An account has been given of an investigation into the seasonal changes in the productivity, botanical and chemical composition, and nutritive value of pasture grass, the work constituting the initial stage of a comprehensive study of the nutritive properties of different types of pasture. The pasture on which the work was carried out was situated on a light sandy soil of low water-retaining capacity; the pasturage was of medium quality.
Grazing was imitated by the daily use of a motor-mowing machine, the system of cutting being such as to ensure the whole plot being cut over once per week. The season was divided into ten periods, each period corresponding with the duration of a digestion trial carried out on two wether sheep. The main feature of the weather conditions during the season was the extremely low rainfall during the period from early June to mid-July.

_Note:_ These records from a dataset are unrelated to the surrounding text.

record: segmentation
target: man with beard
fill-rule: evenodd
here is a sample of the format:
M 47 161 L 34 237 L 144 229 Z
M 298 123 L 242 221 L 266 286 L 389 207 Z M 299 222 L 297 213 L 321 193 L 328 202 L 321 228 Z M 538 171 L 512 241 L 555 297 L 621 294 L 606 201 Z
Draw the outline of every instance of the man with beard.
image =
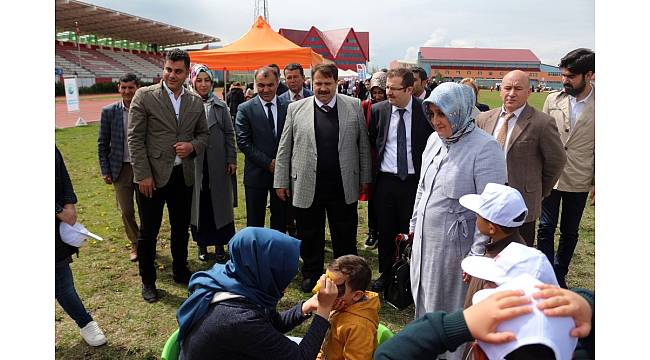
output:
M 492 134 L 506 158 L 508 185 L 524 197 L 528 215 L 519 233 L 528 246 L 535 244 L 535 222 L 560 177 L 566 154 L 555 120 L 528 105 L 530 81 L 521 70 L 507 73 L 501 81 L 503 105 L 476 118 L 476 125 Z M 473 248 L 481 252 L 480 247 Z
M 284 103 L 290 103 L 314 95 L 311 90 L 305 88 L 305 72 L 302 65 L 291 63 L 284 67 L 284 78 L 289 90 L 278 96 Z
M 296 210 L 303 292 L 323 273 L 326 214 L 332 257 L 357 254 L 357 199 L 371 181 L 359 99 L 336 93 L 333 64 L 316 65 L 312 76 L 315 95 L 289 104 L 273 181 L 278 197 Z
M 578 242 L 578 228 L 589 190 L 594 198 L 595 169 L 595 54 L 576 49 L 560 60 L 564 90 L 548 95 L 543 111 L 555 119 L 564 144 L 567 163 L 551 194 L 542 202 L 537 248 L 548 257 L 560 286 Z M 560 215 L 560 243 L 554 252 L 555 228 Z
M 413 73 L 413 96 L 420 100 L 429 97 L 431 90 L 427 87 L 427 72 L 421 67 L 411 69 Z

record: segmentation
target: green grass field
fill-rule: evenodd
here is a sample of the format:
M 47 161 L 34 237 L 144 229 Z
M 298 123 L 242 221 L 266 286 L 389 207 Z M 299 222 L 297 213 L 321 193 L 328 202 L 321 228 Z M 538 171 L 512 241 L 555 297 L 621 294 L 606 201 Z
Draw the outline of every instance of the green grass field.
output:
M 532 94 L 530 103 L 541 108 L 546 94 Z M 500 104 L 498 93 L 482 92 L 480 101 L 491 108 Z M 79 220 L 90 231 L 104 237 L 81 248 L 79 258 L 71 264 L 77 291 L 95 320 L 100 324 L 108 344 L 91 348 L 85 344 L 76 324 L 55 304 L 56 358 L 57 359 L 158 359 L 165 340 L 177 327 L 176 309 L 187 296 L 187 289 L 175 284 L 171 278 L 169 250 L 169 222 L 164 215 L 158 240 L 158 282 L 162 298 L 157 303 L 145 303 L 140 296 L 140 278 L 137 264 L 128 260 L 129 242 L 115 205 L 113 187 L 105 185 L 99 175 L 97 161 L 97 124 L 56 130 L 56 144 L 65 159 L 78 197 Z M 244 159 L 239 154 L 238 176 L 239 207 L 236 209 L 236 227 L 245 225 L 244 189 L 241 182 Z M 268 223 L 268 222 L 267 222 Z M 580 227 L 581 239 L 568 276 L 570 286 L 594 288 L 594 207 L 588 207 Z M 377 269 L 375 251 L 363 249 L 367 229 L 366 203 L 359 203 L 358 247 L 360 255 Z M 331 248 L 327 245 L 327 260 Z M 212 248 L 210 251 L 213 251 Z M 189 266 L 193 271 L 211 267 L 212 262 L 197 259 L 197 249 L 190 241 Z M 278 308 L 286 309 L 307 295 L 299 290 L 297 276 Z M 413 308 L 396 311 L 382 306 L 380 319 L 393 331 L 399 331 L 412 320 Z M 307 324 L 294 329 L 291 334 L 300 336 Z

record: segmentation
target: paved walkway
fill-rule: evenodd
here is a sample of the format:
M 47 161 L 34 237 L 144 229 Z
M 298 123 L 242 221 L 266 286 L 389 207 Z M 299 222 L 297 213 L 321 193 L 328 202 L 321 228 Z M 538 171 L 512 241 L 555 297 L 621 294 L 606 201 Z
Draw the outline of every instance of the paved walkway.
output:
M 81 110 L 81 117 L 86 120 L 86 122 L 91 123 L 99 121 L 101 116 L 102 108 L 110 103 L 113 103 L 120 99 L 119 94 L 114 96 L 106 95 L 88 95 L 81 96 L 79 99 L 79 109 Z M 73 127 L 77 123 L 79 118 L 79 113 L 77 112 L 68 112 L 68 106 L 65 103 L 65 97 L 57 97 L 54 100 L 54 113 L 56 119 L 56 128 L 68 128 Z

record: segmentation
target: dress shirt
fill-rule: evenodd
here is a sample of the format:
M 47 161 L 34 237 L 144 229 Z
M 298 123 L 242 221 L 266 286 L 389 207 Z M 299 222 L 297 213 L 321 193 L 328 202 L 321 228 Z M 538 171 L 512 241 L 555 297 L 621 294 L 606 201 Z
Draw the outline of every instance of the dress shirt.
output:
M 524 111 L 524 107 L 526 107 L 526 104 L 524 106 L 518 108 L 517 110 L 513 111 L 514 116 L 508 120 L 508 135 L 506 136 L 506 145 L 504 146 L 503 152 L 506 155 L 506 158 L 508 157 L 508 144 L 510 143 L 510 134 L 512 134 L 512 129 L 515 128 L 515 124 L 517 123 L 517 119 L 519 119 L 519 116 L 521 115 L 521 112 Z M 494 135 L 494 138 L 497 138 L 497 135 L 499 135 L 499 130 L 501 130 L 501 127 L 503 126 L 503 123 L 505 122 L 505 116 L 506 116 L 506 109 L 501 106 L 501 114 L 499 114 L 499 120 L 497 120 L 497 125 L 494 127 L 494 132 L 492 135 Z
M 384 146 L 384 159 L 379 170 L 386 173 L 397 174 L 397 125 L 399 124 L 399 110 L 395 105 L 391 106 L 390 125 L 386 134 L 386 145 Z M 406 160 L 408 162 L 409 175 L 415 174 L 413 156 L 411 155 L 411 116 L 413 115 L 413 98 L 404 107 L 404 126 L 406 126 Z
M 169 90 L 167 87 L 167 84 L 163 81 L 163 87 L 165 87 L 165 90 L 167 91 L 167 95 L 169 95 L 169 100 L 172 101 L 172 106 L 174 107 L 174 112 L 176 115 L 176 121 L 180 121 L 180 115 L 181 115 L 181 99 L 183 98 L 183 94 L 185 94 L 185 88 L 181 86 L 181 94 L 178 95 L 178 99 L 176 99 L 176 96 L 174 95 L 174 92 Z M 174 159 L 174 166 L 180 165 L 182 162 L 181 157 L 176 155 L 176 158 Z
M 131 154 L 129 154 L 129 142 L 127 139 L 127 133 L 129 132 L 129 108 L 124 105 L 124 100 L 120 102 L 122 106 L 122 124 L 124 126 L 124 157 L 122 158 L 123 162 L 131 162 Z
M 591 88 L 591 91 L 589 91 L 589 95 L 585 96 L 584 99 L 580 101 L 576 101 L 577 99 L 575 96 L 569 95 L 569 109 L 571 109 L 571 130 L 575 128 L 576 126 L 576 121 L 578 121 L 578 118 L 582 114 L 582 110 L 585 108 L 585 104 L 587 103 L 587 100 L 591 97 L 591 94 L 594 92 L 594 88 Z
M 264 114 L 266 115 L 266 118 L 269 118 L 269 110 L 266 107 L 266 104 L 271 103 L 273 106 L 271 106 L 271 112 L 273 112 L 273 128 L 275 129 L 276 136 L 280 136 L 279 129 L 278 129 L 278 96 L 274 96 L 273 100 L 271 101 L 264 101 L 261 96 L 257 95 L 257 98 L 260 99 L 260 104 L 262 104 L 262 110 L 264 111 Z
M 316 105 L 319 108 L 322 108 L 323 105 L 325 105 L 325 103 L 322 103 L 320 100 L 318 100 L 318 98 L 316 96 L 314 96 L 314 101 L 316 101 Z M 330 100 L 330 102 L 327 103 L 327 106 L 329 106 L 330 109 L 334 109 L 334 105 L 336 105 L 336 94 L 334 94 L 334 97 L 332 98 L 332 100 Z
M 301 100 L 301 99 L 305 98 L 304 96 L 302 96 L 302 89 L 298 90 L 297 93 L 295 93 L 295 92 L 291 91 L 291 89 L 289 89 L 289 94 L 291 95 L 291 101 Z M 300 99 L 296 99 L 297 95 L 300 95 Z
M 426 96 L 427 96 L 427 90 L 426 90 L 426 89 L 423 89 L 423 90 L 422 90 L 422 94 L 420 94 L 419 96 L 416 96 L 416 97 L 417 97 L 418 99 L 420 99 L 420 100 L 424 100 L 424 98 L 425 98 Z

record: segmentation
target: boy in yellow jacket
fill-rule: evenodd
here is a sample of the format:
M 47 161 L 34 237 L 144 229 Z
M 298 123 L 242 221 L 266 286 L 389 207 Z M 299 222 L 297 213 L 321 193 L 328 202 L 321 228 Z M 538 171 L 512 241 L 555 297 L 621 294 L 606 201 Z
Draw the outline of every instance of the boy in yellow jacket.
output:
M 371 360 L 377 347 L 380 306 L 377 293 L 365 291 L 372 271 L 366 260 L 356 255 L 332 260 L 327 271 L 339 295 L 317 359 Z

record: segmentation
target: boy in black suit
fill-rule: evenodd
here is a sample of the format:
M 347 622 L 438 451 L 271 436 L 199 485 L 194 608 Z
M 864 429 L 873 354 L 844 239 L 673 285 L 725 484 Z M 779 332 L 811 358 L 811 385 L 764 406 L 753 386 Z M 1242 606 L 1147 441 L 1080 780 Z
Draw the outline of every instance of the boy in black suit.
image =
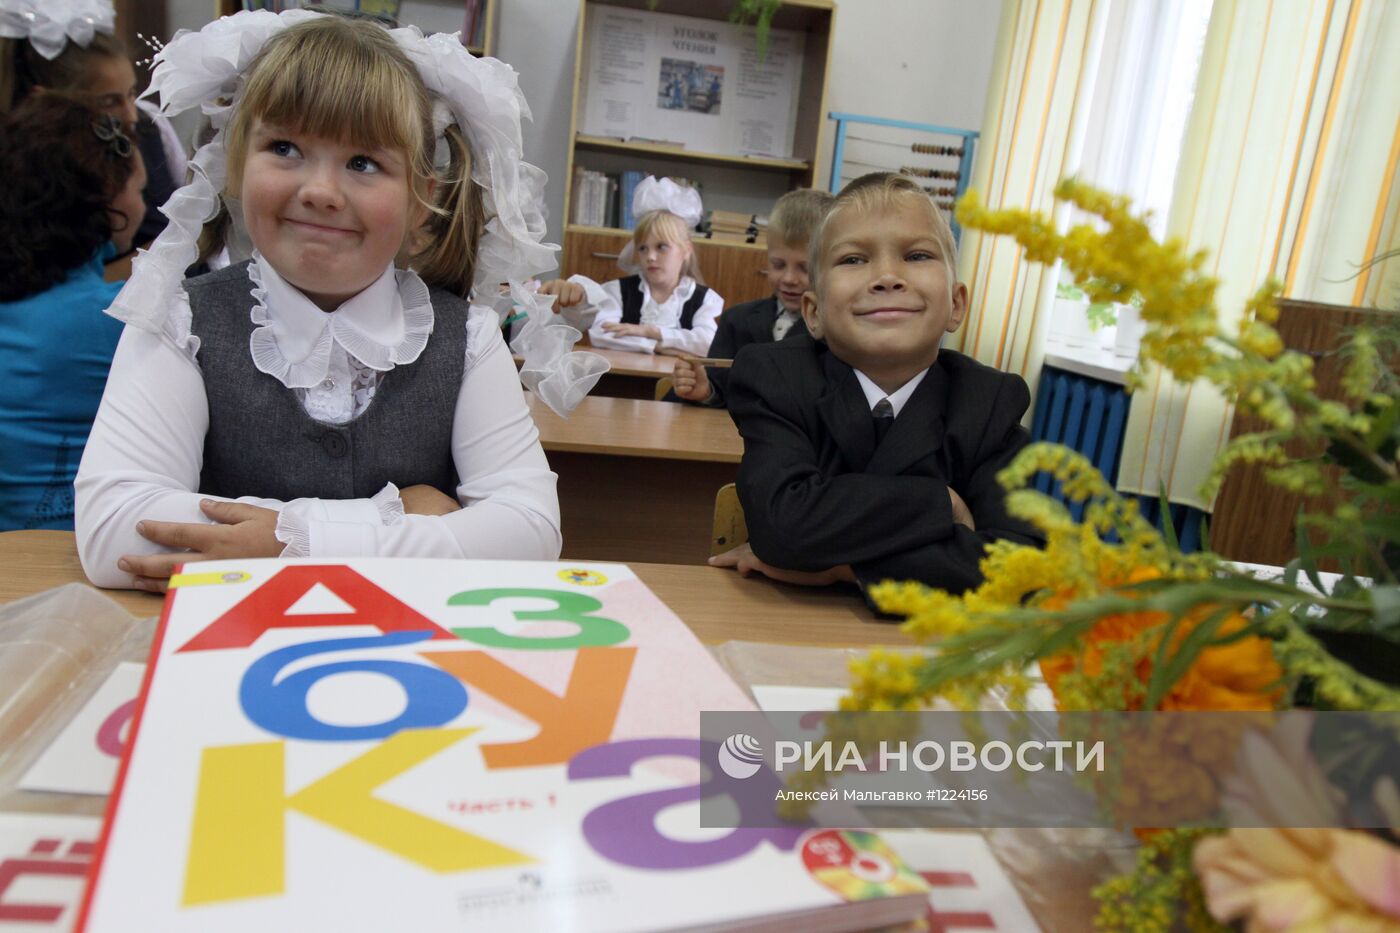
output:
M 914 181 L 853 181 L 812 239 L 816 340 L 744 348 L 727 386 L 744 436 L 750 542 L 717 566 L 862 588 L 918 580 L 959 593 L 996 539 L 1040 540 L 996 473 L 1025 446 L 1025 382 L 940 350 L 967 311 L 952 231 Z
M 725 309 L 706 356 L 732 360 L 751 343 L 769 343 L 807 333 L 802 321 L 802 296 L 810 287 L 807 243 L 832 197 L 825 191 L 799 188 L 778 198 L 768 216 L 768 284 L 770 298 L 747 301 Z M 720 408 L 729 371 L 696 366 L 685 357 L 671 373 L 672 388 L 687 402 Z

The pasture plot results were compared with corresponding results obtained from contiguous plots which were allowed to grow for hay, and from which, after removal of hay, several successive aftermath cuts were taken. The main findings of the investigation are summarised below:
Seasonal changes in the botanical composition of the herbage. Although precise and systematic botanical analyses of the herbage of the pasture were not carried out, yet careful surveys made at an early and a late date in the season, together with general observations made during the whole course of the experiment, enabled interesting conclusions to be drawn in respect of the seasonal activity and persistency of the different species of grasses in the sward. During the spring season, Bromus mollis, Lolium perenne, Poa annua and Poa trivialis accounted for almost 80 per cent, of the herbage.